Interpreting the coefficients. The fitted Poisson model for the number of post-treatment roaches is

$y \sim \operatorname{Poisson}(e^{3.1+0.7*\texttt{roach100}-0.5*\texttt{treatment}-0.4*\texttt{senior}}).$

We can interpret the coefficients of the regression as follows:

• The intercept is the prediction for $$\texttt{roach100}=0$$, $$\texttt{treatment}=0$$ and $$\texttt{senior}=0$$. More precisely, for a non-senior apartment that was roach-free before and did not receive the pest management, the expected number of roaches is $$e^3.1\approx 22$$. Note that sometimes some of the predictors cannot be zero, and the intercept cannot be interpreted in that case.
• The coefficient $$0.7$$ of $$\texttt{roach100}$$ indicates that, for each additional $$100$$ roaches (while keeping treatment and senior at the same level), the expected number of post-treatment roaches increases by a factor of $$e^{0.7}\approx 1+0.7=1.7$$, or a $$70\%$$ increase.
• The coefficient $$-0.5$$ of $$\texttt{treatment}$$ indicates that the number of post-treatment roaches in an apartment with pest management is lower that that of an apartment without pest management (with the same level of roach100 and senior) by a factor of $$e^{-0.5}\approx 1-0.5=0.5$$, or a $$50\%$$ decrease.
• The coefficient $$-0.4$$ of $$\texttt{senior}$$ indicates that the number of post-treatment roaches in a senior apartment is lower that that of a non-senior apartment (with the same level of roach100 and treatment) by a factor of $$e^{-0.4}\approx 1-0.4=0.6$$, or a $$40\%$$ decrease.

Checking the fit via simulation. Now we check the model’s fit by looking at the posterior predictive distribution. As usual, we use the posterior_predictive function to generate 4000 numbers of post-treatment roaches, then we sample 400 of them.

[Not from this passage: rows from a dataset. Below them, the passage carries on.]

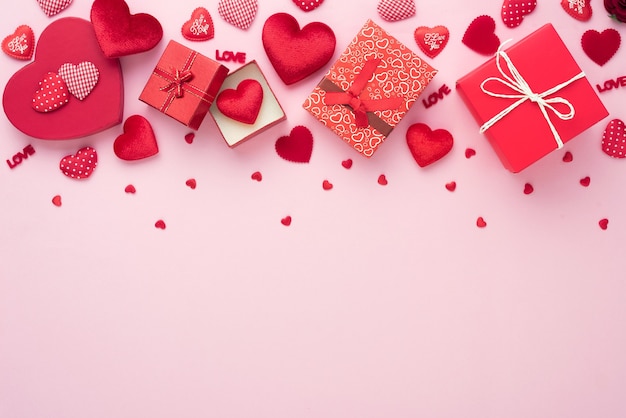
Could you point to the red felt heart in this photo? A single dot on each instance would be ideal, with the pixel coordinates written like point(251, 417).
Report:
point(426, 145)
point(21, 44)
point(297, 146)
point(199, 27)
point(480, 36)
point(242, 104)
point(137, 141)
point(296, 53)
point(601, 46)
point(119, 33)
point(66, 40)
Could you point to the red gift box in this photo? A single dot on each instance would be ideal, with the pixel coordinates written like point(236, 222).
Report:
point(369, 89)
point(531, 99)
point(183, 84)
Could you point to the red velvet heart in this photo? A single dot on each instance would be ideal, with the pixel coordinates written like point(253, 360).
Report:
point(242, 104)
point(137, 141)
point(426, 145)
point(297, 146)
point(66, 40)
point(296, 53)
point(119, 33)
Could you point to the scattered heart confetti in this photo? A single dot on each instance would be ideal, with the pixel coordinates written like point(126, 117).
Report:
point(480, 36)
point(614, 139)
point(239, 13)
point(394, 10)
point(21, 44)
point(431, 40)
point(199, 27)
point(80, 165)
point(601, 46)
point(513, 11)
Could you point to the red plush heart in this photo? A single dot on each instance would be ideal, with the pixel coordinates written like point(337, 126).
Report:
point(119, 33)
point(426, 145)
point(137, 141)
point(297, 146)
point(296, 53)
point(242, 104)
point(601, 46)
point(480, 36)
point(66, 40)
point(199, 27)
point(431, 40)
point(21, 44)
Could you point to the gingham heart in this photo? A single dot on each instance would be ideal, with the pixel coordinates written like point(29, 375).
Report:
point(238, 13)
point(80, 79)
point(394, 10)
point(53, 7)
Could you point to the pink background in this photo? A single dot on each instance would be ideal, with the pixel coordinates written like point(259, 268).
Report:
point(377, 301)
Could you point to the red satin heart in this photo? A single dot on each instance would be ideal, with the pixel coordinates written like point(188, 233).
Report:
point(119, 33)
point(426, 145)
point(137, 141)
point(77, 119)
point(296, 53)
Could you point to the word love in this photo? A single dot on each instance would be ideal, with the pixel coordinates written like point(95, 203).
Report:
point(435, 97)
point(21, 156)
point(231, 56)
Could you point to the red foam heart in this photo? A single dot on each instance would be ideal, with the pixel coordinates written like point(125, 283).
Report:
point(426, 145)
point(431, 40)
point(480, 36)
point(21, 44)
point(119, 33)
point(297, 146)
point(296, 53)
point(601, 46)
point(199, 27)
point(66, 40)
point(137, 141)
point(243, 103)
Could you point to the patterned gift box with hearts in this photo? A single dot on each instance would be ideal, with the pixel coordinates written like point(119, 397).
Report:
point(369, 89)
point(531, 98)
point(184, 84)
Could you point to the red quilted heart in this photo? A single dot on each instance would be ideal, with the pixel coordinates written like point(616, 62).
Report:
point(119, 33)
point(199, 27)
point(480, 36)
point(601, 46)
point(242, 104)
point(78, 119)
point(426, 145)
point(21, 44)
point(137, 141)
point(297, 146)
point(296, 53)
point(431, 40)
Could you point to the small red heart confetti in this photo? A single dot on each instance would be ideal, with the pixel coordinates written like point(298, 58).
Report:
point(21, 44)
point(480, 36)
point(601, 46)
point(614, 139)
point(80, 165)
point(513, 11)
point(199, 27)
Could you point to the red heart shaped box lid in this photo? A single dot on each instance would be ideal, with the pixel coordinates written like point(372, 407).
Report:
point(66, 40)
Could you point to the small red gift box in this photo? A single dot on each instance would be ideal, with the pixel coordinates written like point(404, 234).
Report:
point(531, 99)
point(369, 89)
point(184, 84)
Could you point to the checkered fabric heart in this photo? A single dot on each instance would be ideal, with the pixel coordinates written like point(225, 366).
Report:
point(394, 10)
point(80, 79)
point(239, 13)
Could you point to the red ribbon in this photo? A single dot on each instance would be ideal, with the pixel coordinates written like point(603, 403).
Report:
point(352, 97)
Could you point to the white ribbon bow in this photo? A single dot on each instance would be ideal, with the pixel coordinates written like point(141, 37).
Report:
point(518, 84)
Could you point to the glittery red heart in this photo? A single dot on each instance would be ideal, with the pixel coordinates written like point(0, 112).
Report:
point(296, 53)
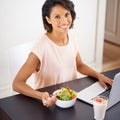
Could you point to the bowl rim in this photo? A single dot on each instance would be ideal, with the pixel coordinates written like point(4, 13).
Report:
point(63, 100)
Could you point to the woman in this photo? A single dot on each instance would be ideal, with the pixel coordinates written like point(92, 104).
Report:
point(55, 57)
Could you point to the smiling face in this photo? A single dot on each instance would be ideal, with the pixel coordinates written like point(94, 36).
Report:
point(60, 19)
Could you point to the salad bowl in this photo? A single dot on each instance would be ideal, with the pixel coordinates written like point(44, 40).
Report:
point(65, 97)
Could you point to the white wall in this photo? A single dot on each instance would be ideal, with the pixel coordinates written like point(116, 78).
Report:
point(21, 22)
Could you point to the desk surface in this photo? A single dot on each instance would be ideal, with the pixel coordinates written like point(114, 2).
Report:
point(20, 107)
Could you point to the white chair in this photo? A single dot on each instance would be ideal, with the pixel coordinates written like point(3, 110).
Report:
point(16, 57)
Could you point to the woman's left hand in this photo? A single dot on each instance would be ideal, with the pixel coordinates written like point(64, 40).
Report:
point(104, 80)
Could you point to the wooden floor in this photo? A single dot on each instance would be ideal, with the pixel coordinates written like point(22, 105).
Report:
point(111, 56)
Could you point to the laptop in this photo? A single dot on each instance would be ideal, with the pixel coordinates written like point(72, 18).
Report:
point(96, 89)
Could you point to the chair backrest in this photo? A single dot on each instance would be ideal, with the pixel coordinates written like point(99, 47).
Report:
point(17, 55)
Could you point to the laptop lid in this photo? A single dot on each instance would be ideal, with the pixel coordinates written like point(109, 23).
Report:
point(95, 89)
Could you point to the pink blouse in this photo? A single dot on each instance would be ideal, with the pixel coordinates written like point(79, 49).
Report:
point(58, 63)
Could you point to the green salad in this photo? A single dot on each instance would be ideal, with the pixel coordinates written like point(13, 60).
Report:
point(66, 94)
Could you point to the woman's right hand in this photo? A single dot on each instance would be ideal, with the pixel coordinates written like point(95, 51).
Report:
point(48, 100)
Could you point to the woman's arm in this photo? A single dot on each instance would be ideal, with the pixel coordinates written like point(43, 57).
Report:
point(31, 65)
point(86, 70)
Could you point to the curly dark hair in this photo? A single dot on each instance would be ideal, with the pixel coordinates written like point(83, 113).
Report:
point(49, 4)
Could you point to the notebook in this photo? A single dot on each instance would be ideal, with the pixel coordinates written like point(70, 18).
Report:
point(96, 89)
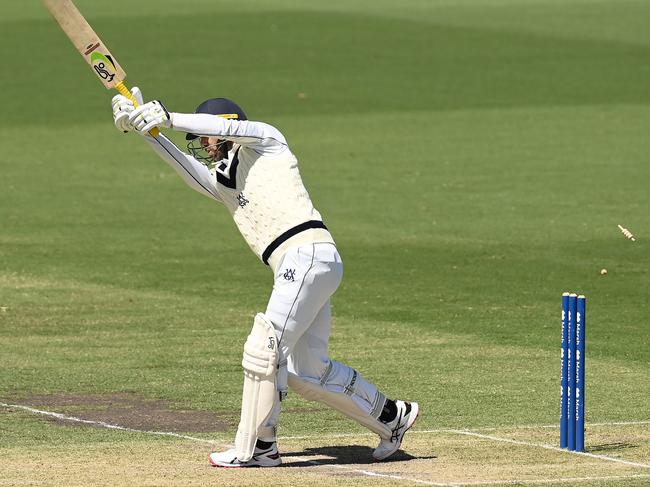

yrep_1 <- posterior_predict(fit_1)
n_sims <- nrow(yrep_1)
subset <- sample(n_sims, 100)

After that, we use ppc_dens_overlay to compare between the distributions of original and simulated data. Here, we plot both data in the logarithmic scale to make the difference between the plots more pronounced.

library(bayesplot)
ppc_dens_overlay(log10(roaches$y+1), log10(yrep_1[subset,]+1)) The plots show that the original data is overdispersed and contains a lot of zeros; this indicates that the Poisson model might not be suitable as it only allows a relatively small number of zeros. We thus turn to the negative binomial regression, which can be done by specifying family=neg_binomial_2. As before, we let exposure2 be the exposure. There is no need to specify the reciprocal dispersion parameter $$\phi$$—it can be estimated from the data. fit_2 <- stan_glm(y ~ roach100 + treatment + senior, family=neg_binomial_2, offset=log(exposure2), data=roaches, refresh=0) print(fit_2) stan_glm family: neg_binomial_2 [log] formula: y ~ roach100 + treatment + senior observations: 262 predictors: 4 ------ Median MAD_SD (Intercept) 2.8 0.2 roach100 1.3 0.3 treatment -0.8 0.2 senior -0.3 0.3 Auxiliary parameter(s): Median MAD_SD reciprocal_dispersion 0.3 0.0 ------ * For help interpreting the printed output see ?print.stanreg * For info on the priors used see ?prior_summary.stanreg Let us see how the posterior predictive fits our data. yrep_2 <- posterior_predict(fit_2) n_sims <- nrow(yrep_2) subset <- sample(n_sims, 100) ppc_dens_overlay(log10(roaches$y+1), log10(yrep_2[subset,]+1))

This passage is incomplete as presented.